O processo de aquisição do conhecimento estaria dado por sucessivas reformulações dos modelos mentais dentro de uma mesma família de modelos (que teriam o mesmo núcleo) ou pela geração de novas famílias de modelos que permitiriam o estabelecimento ou aceitação de novos núcleos. Segundo esta perspectiva, se a informação à qual o estudante deve dar significado não lhe permite a elaboração de modelos mentais adequados para sua compreensão (que não sejam contraditórios com aquilo que sabe, seja via a reformulação dos seus modelos ou através da geração de novos), ele não construirá modelos mentais e a informação passará a ser memorizada na forma de representações proposicionais isoladas não significativas (GRECA e MOREIRA, 2002, p. 34).

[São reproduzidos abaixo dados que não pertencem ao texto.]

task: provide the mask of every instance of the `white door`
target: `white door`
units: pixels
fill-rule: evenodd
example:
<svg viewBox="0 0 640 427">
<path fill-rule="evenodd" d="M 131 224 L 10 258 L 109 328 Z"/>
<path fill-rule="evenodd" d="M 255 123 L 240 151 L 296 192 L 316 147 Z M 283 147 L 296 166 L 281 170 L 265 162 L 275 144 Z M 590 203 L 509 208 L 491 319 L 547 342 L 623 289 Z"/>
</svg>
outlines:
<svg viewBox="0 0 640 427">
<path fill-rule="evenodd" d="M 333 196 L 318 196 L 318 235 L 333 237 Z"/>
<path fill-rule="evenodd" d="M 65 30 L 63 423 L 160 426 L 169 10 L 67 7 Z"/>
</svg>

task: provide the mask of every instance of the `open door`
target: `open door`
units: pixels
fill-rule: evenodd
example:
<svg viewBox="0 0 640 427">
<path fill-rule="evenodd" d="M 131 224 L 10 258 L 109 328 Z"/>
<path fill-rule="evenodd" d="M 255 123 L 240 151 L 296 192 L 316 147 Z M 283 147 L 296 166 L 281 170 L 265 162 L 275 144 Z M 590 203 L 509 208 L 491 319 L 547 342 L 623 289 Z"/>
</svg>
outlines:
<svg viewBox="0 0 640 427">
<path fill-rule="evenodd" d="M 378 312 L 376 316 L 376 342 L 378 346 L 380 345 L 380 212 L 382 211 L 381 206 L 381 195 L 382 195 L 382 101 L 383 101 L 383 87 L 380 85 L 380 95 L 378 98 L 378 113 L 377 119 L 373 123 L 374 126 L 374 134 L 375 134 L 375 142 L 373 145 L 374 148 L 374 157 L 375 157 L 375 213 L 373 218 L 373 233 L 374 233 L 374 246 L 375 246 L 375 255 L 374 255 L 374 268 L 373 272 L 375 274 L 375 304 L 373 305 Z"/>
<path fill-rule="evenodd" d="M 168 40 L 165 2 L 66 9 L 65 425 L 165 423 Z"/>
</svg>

A construção de modelos mentais de fenômenos físicos é considerada uma estratégia de grande importância para se alcançar uma aprendizagem mais efetiva – pode-se dizer, significativa; da mesma forma que o rápido esquecimento dos alunos a respeito das ideias ensinadas em aula poderia ser explicado pela não formação de modelos mentais, segundo esses autores.

Tomando como base essas perspectivas discutidas, e observando o que foi assumido nos trabalhos que tomamos como base para nosso estudo, consideramos

que, independentemente das diferentes interpretações sobre o fenômeno “ideias previas”, o conhecimento em si das concepções, modelos e/ou representações é fundamental para o ensino-aprendizagem de várias explicações relativas ao eixo temático Terra e Universo; da mesma forma, para o estudo desenvolvido sobre como essas ideias são interferidas, afetadas ou reforçadas pelas sessões e atividades promovidas pelo Planetário Barca dos Céus. Também defendemos que devem ser planejadas ações nos diferentes contextos educacionais que favoreçam a construção e/ou reelaboração dessas representações e/ou concepções de modo a proporcionar um entendimento satisfatório, do ponto de vista didático-pedagógico, acerca dos fenômenos astronômicos presentes nas diversas situações vivenciadas pelos alunos e público em geral, em especial aqueles que tratam de aspectos relacionados à forma da Terra e às estruturas do Universo.

Sentindo a necessidade de adotar uma dessas terminologias, preferimos tratar a presente dissertação como um estudo que visa contribuições em torno das representações dos sujeitos sobre a forma da Terra e as estruturas do Universo, por nos parecer a terminologia mais abrangente.